Keeping the excitement level up is the task at hand, to a certain degree. But that’s the fun of it. How do you keep the buzz going? My big philosophy is about maximizing every opportunity. Maybe that’s because I come from a background where opportunities were very few. I learned how to take every chance I had and build it into whatever possibility I could. So the themes and philosophy and vision that we’ve started with these last couple years about access, inclusion, and a sense of participation—I’m trying to push those things a little further in this upcoming season, so that every single person in our community can feel some sort of connection to the symphony. The idea is for it to be a celebration of our shared musical roots. If your ancestry is the German tradition, maybe you’ll be connected to Brahms. If you’re from England, maybe it will be Handel.
But this season stretches beyond the European tradition, in both populist and sophisticated ways.
I want everyone to feel the relevance and the bridge connecting them to symphonic music. One of the major challenges we have is to bring it back to the people. Classical music was a shared social experience for hundreds of years. Then, it became this elitist, ivory tower experience. Classical music has done a very poor job over the past few decades of enabling people to feel that they have a right to experience it. It’s been so elitist. If you clap between movements, somebody gives you a dirty look. Originally, when they played a Beethoven symphony people clapped through the whole thing. When they liked the tune, they clapped. I don’t know how we got so separated from the original intent. I want to get back to the shared social experience. If people can’t literally play instruments, I want them to feel they have a history, because everyone does, and a real deep connection to this music.
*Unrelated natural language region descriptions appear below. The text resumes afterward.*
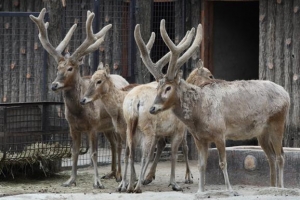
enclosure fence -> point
(33, 128)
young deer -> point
(101, 87)
(223, 110)
(90, 119)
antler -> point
(176, 62)
(154, 68)
(92, 41)
(43, 36)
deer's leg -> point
(148, 146)
(176, 141)
(130, 136)
(276, 141)
(120, 147)
(185, 150)
(111, 137)
(151, 174)
(124, 183)
(94, 157)
(202, 147)
(266, 146)
(220, 144)
(76, 142)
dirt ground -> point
(50, 187)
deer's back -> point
(92, 116)
(137, 104)
(237, 107)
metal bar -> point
(18, 14)
(96, 29)
(131, 46)
(32, 103)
I also want to celebrate the diversity of our community, in terms of the immigrants that have settled here. I’ve been doing some research and finding out what immigrant groups settled in this area, and it’s been really fascinating. It’s been a historical adventure for me. We’re going to have folk groups playing at some of our subscription concerts and at our gala. We’re going to go out and interview people in the community and find out their musical stories. It’s going to be a fantastic communal experience. And that’s building on some of the philosophy we’ve been able to lay down over the last couple of years.
And you don't have to dumb it down, do you?
I’m opposed to this idea that you’re supposed to somehow water things down or dumb them down so people can have access. Our community today is so much more intelligent and so desirous of information. It’s a fantastic world to live in because people are a lot smarter. They can access information at their fingertips through the Internet and consequently they feel informed and entitled to information, which I think is the greatest gift of all. So when they come to a concert, I want them to access it on any level. Maybe they just want to come, close their eyes, and enjoy it. No problem. But maybe they want to visit our website and tour around. Maybe, as a subscriber, they want to pick up their program notes online or watch one of the webumentaries I’ve done. Maybe they want to stay after the concert for a question and answer period. We try to offer a whole menu of opportunities for you to step in wherever you feel the urge. But I think people are a lot smarter than we give them credit for, and a lot more curious.